An activist and vocal critic of Poland’s rightwing politics, Olga Tokarczuk is a controversial figure in her home country. She has also received death threats or criticizing aspects of the country's past, including its episodes of anti-Semitism.
Olga Tokarczuk won the Man Booker Prize 2018 for her book “Flights” (Source: Facebook)
Polish novelist Olga Tokarczuk was named as the winner of the prestigious Man Booker International Prize for her fiction novel “Flights”. The book, translated into English by Jennifer Croft, interweaves multiple journeys in time, space and human anatomy. Both, the author and translator, will split the cash prize worth $67,000. “Tokarczuk is a writer of wonderful wit, imagination, and literary panache,” said head judge Lisa Appignanesi as the winner was announced at a ceremony in London.

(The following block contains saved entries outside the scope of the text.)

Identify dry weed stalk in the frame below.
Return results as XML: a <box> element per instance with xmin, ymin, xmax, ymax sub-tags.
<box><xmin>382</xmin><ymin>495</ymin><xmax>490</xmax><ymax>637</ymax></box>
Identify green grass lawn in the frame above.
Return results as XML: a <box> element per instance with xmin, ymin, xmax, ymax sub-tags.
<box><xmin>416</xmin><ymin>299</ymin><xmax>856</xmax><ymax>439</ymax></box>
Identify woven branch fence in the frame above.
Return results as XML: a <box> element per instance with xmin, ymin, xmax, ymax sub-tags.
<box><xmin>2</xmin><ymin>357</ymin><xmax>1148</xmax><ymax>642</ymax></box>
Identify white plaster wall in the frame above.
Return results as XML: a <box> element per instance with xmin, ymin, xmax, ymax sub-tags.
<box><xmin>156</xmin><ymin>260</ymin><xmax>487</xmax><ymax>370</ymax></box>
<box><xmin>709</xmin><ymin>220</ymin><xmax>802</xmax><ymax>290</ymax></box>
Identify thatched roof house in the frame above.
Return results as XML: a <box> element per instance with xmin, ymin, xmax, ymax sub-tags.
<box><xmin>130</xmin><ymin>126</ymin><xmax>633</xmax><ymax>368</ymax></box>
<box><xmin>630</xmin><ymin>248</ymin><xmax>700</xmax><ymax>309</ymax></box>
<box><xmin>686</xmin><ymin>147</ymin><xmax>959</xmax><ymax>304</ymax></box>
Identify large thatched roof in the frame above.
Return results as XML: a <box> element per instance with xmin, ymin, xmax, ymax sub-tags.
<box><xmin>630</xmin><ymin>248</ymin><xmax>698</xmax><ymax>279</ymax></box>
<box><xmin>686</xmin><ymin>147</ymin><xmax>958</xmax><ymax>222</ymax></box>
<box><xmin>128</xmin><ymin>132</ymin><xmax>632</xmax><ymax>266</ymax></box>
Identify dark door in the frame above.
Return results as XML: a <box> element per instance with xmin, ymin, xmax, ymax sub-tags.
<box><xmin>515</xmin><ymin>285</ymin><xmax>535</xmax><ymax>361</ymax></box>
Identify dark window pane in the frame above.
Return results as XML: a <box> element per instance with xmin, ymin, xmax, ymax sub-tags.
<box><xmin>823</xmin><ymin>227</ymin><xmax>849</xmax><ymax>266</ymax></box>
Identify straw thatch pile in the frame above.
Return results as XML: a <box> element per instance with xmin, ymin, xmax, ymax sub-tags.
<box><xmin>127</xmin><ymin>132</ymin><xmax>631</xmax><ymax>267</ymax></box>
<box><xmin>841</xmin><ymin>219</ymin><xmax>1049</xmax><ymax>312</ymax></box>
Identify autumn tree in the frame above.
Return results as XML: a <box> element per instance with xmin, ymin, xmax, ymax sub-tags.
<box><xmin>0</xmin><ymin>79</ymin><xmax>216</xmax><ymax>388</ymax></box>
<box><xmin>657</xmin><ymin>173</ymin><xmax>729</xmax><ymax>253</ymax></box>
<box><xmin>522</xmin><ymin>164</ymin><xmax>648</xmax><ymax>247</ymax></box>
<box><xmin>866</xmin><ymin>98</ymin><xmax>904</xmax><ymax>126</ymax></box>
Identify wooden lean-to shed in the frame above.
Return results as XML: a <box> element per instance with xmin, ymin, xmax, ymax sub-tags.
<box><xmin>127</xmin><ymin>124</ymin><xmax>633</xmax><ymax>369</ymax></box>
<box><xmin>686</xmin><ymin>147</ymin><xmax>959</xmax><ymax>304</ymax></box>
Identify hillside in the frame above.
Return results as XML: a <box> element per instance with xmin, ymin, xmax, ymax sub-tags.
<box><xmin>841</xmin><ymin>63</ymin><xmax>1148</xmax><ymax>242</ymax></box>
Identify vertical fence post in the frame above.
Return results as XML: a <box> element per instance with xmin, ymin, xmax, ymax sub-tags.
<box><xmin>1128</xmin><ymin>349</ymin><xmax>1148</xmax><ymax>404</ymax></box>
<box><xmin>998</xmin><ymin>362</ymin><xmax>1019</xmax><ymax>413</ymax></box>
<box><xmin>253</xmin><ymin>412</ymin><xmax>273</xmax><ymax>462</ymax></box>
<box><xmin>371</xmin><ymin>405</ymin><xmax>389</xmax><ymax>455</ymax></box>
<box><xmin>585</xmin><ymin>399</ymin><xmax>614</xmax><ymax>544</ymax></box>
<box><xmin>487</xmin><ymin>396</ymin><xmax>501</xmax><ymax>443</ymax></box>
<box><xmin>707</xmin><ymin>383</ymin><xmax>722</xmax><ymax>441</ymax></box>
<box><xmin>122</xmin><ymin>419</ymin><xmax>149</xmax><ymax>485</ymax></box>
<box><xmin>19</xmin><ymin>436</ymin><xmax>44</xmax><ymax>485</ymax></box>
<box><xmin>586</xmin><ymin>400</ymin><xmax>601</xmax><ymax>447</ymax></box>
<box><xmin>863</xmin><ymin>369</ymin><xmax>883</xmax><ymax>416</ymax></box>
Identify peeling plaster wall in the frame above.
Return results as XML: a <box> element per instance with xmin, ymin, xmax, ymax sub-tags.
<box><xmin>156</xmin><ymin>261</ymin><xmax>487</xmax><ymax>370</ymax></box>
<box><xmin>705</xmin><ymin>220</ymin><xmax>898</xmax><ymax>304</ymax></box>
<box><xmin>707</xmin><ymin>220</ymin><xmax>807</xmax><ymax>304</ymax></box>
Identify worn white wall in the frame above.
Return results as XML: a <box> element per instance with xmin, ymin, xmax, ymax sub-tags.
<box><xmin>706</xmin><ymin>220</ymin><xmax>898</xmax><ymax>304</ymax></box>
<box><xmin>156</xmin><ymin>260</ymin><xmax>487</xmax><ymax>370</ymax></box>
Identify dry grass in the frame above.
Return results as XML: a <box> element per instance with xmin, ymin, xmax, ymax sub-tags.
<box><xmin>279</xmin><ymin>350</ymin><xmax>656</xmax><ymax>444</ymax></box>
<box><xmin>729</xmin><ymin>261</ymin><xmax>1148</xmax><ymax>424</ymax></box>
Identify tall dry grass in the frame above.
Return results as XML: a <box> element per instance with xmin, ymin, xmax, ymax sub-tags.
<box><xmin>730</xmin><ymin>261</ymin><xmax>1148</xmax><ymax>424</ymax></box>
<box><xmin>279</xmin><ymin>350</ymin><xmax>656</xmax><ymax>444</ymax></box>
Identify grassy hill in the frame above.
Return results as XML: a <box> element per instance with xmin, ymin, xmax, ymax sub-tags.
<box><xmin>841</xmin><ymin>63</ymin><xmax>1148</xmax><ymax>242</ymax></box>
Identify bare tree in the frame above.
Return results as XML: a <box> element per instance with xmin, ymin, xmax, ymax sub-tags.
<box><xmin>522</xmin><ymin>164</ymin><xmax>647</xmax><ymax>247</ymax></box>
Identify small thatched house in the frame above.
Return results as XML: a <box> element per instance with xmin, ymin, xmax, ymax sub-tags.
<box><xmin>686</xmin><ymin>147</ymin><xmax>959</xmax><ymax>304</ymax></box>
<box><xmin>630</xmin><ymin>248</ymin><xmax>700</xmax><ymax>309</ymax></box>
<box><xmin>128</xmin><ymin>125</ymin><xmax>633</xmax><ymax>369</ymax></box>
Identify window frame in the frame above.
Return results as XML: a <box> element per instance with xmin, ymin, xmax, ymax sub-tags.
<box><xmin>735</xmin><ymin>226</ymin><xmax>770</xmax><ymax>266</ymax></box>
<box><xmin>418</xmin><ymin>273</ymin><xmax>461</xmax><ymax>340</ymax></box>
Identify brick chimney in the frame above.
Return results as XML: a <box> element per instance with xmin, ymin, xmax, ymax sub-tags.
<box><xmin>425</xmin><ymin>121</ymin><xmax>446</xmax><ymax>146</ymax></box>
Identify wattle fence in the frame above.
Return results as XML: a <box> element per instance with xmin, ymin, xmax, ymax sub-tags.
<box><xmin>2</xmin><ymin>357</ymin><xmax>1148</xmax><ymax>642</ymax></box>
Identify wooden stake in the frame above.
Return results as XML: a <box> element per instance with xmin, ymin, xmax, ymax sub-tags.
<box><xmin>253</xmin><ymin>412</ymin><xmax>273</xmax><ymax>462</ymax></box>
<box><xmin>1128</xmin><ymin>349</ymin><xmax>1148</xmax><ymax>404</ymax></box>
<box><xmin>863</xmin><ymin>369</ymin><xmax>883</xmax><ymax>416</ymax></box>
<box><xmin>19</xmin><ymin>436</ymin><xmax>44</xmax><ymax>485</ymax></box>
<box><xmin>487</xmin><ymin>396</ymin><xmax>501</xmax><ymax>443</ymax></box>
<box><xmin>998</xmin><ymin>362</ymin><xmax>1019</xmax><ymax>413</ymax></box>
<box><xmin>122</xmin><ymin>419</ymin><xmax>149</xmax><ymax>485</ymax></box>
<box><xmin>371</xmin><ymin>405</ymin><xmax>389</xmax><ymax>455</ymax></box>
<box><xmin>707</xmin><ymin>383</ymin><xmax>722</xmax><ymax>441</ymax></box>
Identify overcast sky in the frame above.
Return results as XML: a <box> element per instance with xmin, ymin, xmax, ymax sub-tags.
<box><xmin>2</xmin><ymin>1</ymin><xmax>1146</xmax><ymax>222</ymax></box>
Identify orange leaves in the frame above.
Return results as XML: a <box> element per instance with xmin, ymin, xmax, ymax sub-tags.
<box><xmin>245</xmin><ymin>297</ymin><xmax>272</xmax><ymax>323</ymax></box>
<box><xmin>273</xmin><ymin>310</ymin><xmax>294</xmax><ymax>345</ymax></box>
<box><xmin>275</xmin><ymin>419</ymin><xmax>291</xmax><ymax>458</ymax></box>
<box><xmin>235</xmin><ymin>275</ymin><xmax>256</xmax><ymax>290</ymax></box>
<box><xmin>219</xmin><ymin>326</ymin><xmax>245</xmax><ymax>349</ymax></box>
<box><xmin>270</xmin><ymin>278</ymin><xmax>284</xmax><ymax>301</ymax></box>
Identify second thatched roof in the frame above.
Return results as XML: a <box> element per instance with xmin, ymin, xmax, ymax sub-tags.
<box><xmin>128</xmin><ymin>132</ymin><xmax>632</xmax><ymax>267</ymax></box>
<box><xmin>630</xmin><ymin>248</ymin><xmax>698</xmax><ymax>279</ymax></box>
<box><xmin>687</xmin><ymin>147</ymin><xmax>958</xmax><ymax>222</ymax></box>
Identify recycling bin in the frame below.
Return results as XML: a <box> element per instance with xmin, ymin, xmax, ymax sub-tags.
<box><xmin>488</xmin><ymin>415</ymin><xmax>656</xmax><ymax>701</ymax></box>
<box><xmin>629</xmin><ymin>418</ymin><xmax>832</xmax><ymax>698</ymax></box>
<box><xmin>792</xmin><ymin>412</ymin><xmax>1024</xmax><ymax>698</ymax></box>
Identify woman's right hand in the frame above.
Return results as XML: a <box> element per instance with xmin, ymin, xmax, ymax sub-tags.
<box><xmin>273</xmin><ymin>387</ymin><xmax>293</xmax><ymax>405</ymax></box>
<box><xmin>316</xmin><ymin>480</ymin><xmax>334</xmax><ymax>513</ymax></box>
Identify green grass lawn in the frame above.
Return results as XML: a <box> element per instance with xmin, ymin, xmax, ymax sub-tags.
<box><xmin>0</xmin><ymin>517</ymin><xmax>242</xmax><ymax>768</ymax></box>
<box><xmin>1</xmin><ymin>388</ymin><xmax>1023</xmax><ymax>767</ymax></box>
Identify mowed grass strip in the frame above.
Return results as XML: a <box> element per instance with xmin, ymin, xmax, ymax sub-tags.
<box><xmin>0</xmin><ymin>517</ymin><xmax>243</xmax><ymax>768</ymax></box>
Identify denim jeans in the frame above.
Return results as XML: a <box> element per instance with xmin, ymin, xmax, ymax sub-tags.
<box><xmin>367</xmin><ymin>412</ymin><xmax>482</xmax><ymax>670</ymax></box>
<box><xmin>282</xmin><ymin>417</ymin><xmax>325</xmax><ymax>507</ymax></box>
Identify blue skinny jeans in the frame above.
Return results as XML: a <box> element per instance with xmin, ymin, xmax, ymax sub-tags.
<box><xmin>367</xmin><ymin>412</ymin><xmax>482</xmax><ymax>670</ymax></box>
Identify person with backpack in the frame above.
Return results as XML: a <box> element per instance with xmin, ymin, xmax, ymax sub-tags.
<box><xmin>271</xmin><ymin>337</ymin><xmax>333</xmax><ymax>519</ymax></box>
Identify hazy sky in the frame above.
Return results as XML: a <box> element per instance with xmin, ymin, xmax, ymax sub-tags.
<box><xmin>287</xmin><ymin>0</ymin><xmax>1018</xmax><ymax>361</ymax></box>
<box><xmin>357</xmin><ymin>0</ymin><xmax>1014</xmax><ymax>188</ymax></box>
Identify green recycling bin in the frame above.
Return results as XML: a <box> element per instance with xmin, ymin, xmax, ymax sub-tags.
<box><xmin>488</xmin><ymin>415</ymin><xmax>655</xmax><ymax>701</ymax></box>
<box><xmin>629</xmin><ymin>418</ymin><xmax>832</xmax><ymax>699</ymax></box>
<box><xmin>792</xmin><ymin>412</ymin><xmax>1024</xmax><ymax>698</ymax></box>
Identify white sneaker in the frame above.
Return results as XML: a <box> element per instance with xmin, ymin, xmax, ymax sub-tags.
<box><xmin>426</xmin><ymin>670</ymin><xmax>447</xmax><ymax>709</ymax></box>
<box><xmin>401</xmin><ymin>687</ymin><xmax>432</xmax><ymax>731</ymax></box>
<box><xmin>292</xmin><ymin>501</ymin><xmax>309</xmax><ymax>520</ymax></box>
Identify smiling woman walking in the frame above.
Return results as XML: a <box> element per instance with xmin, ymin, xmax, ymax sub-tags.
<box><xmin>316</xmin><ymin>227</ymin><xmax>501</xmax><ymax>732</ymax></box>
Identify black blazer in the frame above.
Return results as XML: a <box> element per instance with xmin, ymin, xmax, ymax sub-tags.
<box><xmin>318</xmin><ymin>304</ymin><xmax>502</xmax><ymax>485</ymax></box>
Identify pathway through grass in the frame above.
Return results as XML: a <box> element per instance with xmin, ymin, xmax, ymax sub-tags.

Olga Tokarczuk, one of Poland’s best-known authors has written eight novels and two short story collections. Popular for the mythical tone of her writing, Tokarczuk is also the recipient of the German-Polish International Bridge Prize, a recognition extended to persons especially accomplished in the promotion of peace, democratic development and mutual understanding among the people and nations of Europe. A trained psychologist, Tokarczuk considers herself a disciple of Carl Jung and cites his psychology as an inspiration for her literary work. Her first book was a collection of poems entitled Miasta w lustrach (“Cities in Mirrors”). “House of Day, House of Night,” a book on the stories, sketches and essays about life past and present in her adopted home is one of her most popular books and is also her first book to be published in English.
The book “Flights” also won the popular Nike Award 2008. In 2013 Tokarczuk was awarded Vilenica Prize. The Guardian called the novel “a passionate and enchantingly discursive plea for meaningful connectedness, for the acceptance of ‘fluidity, mobility, illusoriness'” in its review of June 2017. The “Books of Jacob” published in 2014 earned her another Nike Award.
An activist and vocal critic of Poland’s rightwing politics, Tokarczuk is a controversial figure in her home country. The Polish conservatives claim that she had “tarnished the good name of the nation” with her public statement and literary works. Tokarczuk was caught in the eye of the storm after her novel The Books of Jacob was released. In a television interview, Tokarczuk outraged rightwing patriots by saying that, contrary to its self-image as a plucky survivor of oppression, Poland itself had committed “horrendous acts” of colonisation at times in its history. She was branded a “targowiczanin” – an ancient term for a traitor – and her publisher had to hire bodyguards for a while to protect her, The Guardian reported. Her other work “Drive Your Plow Over the Bones of the Dead” was denounced by a Polish news agency as “a deeply anti-Christian [work] that promoted eco-terrorism”. She has also received death threats or criticizing aspects of the country’s past, including its episodes of anti-Semitism.